Ever since the earthquake-like rumble of the ship running aground jolted many awake around 7 a.m. Tuesday, the Ever Given had been the only topic in town.
“The whole village was out there watching,” said Youssef Ghareeb, 19, a factory worker. “We’ve gotten so used to having her around, because we’ve been living on our rooftops just watching the ship for four days.”
It was universally agreed that the view was even better at night, when the ship glowed with light: a skyscraper right out of a big-city skyline, lying on its side.
“When it lights up at night, it’s like the Titanic,” said Nadia, who, like her neighbor Umm Gaafar, declined to give her full name because of the security forces in the area. “All it’s missing is the necklace from the movie.”
Umm Gaafar had asked to go by her nickname so as not to run afoul of the government security personnel who had passed through, warning residents not to take photos of the canal and generally spreading unease.
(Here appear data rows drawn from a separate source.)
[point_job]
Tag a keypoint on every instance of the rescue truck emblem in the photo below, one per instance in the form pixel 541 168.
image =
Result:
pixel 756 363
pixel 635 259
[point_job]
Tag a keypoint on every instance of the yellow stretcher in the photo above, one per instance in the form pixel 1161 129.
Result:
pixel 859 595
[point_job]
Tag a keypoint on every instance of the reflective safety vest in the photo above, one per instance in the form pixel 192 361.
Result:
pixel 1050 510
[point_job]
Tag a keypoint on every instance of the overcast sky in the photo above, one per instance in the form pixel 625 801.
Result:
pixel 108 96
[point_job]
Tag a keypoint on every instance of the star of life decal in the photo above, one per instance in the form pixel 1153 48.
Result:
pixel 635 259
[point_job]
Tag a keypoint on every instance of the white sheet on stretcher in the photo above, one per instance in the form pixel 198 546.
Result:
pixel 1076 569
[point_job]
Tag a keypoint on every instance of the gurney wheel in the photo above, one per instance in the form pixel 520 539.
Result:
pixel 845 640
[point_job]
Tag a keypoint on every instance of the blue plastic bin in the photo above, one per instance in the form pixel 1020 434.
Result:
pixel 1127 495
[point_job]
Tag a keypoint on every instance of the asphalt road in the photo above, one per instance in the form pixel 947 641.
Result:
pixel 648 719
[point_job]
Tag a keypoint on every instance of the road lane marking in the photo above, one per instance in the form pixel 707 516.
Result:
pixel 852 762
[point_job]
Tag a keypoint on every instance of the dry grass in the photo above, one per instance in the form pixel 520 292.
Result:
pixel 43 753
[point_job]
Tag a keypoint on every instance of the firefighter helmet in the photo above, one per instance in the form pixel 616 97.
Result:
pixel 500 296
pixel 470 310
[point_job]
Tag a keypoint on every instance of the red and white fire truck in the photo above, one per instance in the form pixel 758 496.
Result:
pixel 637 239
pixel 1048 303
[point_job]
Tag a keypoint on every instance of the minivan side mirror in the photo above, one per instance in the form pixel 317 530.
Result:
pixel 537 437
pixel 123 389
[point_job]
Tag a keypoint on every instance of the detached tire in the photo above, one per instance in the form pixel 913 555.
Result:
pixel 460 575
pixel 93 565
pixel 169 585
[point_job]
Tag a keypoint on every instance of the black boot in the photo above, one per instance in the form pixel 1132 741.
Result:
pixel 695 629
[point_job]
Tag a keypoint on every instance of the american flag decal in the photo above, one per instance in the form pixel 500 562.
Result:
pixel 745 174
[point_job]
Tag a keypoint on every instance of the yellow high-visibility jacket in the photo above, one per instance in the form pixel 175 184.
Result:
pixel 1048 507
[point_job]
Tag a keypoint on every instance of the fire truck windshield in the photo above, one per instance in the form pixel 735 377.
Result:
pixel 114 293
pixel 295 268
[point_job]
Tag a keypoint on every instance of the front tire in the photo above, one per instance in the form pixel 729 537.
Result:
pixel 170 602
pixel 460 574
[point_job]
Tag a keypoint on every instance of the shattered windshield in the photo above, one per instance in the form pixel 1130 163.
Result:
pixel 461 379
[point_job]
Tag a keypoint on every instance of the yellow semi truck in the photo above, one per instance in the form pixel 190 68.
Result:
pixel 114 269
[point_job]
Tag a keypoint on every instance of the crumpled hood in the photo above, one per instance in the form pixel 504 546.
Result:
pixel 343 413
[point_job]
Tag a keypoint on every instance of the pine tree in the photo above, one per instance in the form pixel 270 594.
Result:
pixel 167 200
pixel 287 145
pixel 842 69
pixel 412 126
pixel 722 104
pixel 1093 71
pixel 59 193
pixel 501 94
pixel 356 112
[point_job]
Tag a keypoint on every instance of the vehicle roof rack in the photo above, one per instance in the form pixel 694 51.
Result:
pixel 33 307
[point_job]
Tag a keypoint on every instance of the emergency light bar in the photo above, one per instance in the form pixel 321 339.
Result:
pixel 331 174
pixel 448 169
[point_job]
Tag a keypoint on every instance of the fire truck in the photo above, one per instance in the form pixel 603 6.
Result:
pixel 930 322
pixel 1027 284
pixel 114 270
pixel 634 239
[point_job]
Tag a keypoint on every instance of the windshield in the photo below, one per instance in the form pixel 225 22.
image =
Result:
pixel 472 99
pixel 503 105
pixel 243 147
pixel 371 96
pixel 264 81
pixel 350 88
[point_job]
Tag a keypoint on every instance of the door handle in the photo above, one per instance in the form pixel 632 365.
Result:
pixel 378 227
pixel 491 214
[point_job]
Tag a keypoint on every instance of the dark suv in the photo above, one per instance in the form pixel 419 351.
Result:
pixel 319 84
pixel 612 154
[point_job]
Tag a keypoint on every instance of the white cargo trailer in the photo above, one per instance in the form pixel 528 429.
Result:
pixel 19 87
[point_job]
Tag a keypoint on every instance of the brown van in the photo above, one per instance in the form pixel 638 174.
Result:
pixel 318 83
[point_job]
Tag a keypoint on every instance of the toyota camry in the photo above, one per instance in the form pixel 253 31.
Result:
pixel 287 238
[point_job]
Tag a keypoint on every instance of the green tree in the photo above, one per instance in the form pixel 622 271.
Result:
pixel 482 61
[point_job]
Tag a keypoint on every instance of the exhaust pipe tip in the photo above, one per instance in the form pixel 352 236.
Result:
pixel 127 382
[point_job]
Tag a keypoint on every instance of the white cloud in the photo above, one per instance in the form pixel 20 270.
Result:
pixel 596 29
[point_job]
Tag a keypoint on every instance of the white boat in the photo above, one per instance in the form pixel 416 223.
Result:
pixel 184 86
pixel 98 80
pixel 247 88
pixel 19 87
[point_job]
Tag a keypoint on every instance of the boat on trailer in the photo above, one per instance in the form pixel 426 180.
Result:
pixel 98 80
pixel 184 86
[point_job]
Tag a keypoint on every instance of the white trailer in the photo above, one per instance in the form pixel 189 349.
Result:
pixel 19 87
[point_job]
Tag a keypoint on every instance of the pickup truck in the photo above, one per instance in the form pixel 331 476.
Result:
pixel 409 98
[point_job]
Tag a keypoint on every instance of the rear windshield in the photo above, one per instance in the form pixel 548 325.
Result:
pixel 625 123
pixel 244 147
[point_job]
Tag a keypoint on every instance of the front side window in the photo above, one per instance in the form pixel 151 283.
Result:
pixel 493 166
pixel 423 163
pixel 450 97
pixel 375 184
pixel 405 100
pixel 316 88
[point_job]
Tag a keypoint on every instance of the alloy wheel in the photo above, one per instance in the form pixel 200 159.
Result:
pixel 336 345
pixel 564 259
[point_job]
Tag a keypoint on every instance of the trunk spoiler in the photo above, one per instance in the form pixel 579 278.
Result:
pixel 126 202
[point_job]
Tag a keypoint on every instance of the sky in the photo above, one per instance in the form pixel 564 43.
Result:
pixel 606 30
Nadia said she was too intimidated to take pictures of the ship at night, though she badly wanted to.
Villagers and shipping analysts had the same question about the Ever Given, if rooted in different expertise. The ship’s operators have insisted that the ship ran aground because of the high winds of a sandstorm, with the stacked containers acting like a giant sail, yet other ships in the same convoy passed through without incident. So had previous ships in previous storms, the villagers pointed out.
“We’ve seen worse winds,” said Ahmad al-Sayed, 19, a security guard, “but nothing like that ever happened before.”
Two pilots from the Suez Canal typically board large ships transiting the canal to help guide them through, though they are steered by a member of the crew, said Foran, the maritime consultant.
Shipping experts and government officials said the wind could well have been a factor, exacerbating other physical forces, but they suggested that human error may have come into play.
“A significant incident like this is usually the result of many reasons: The weather was one reason, but maybe there was a technical error, or a human error,” Rabie said Saturday.
Foran had had the same idea.
“I am highly questioning, why was it the only one that went aground?” he said. “But they can talk about all that later. Right now, they just have to get that beast out of the canal.”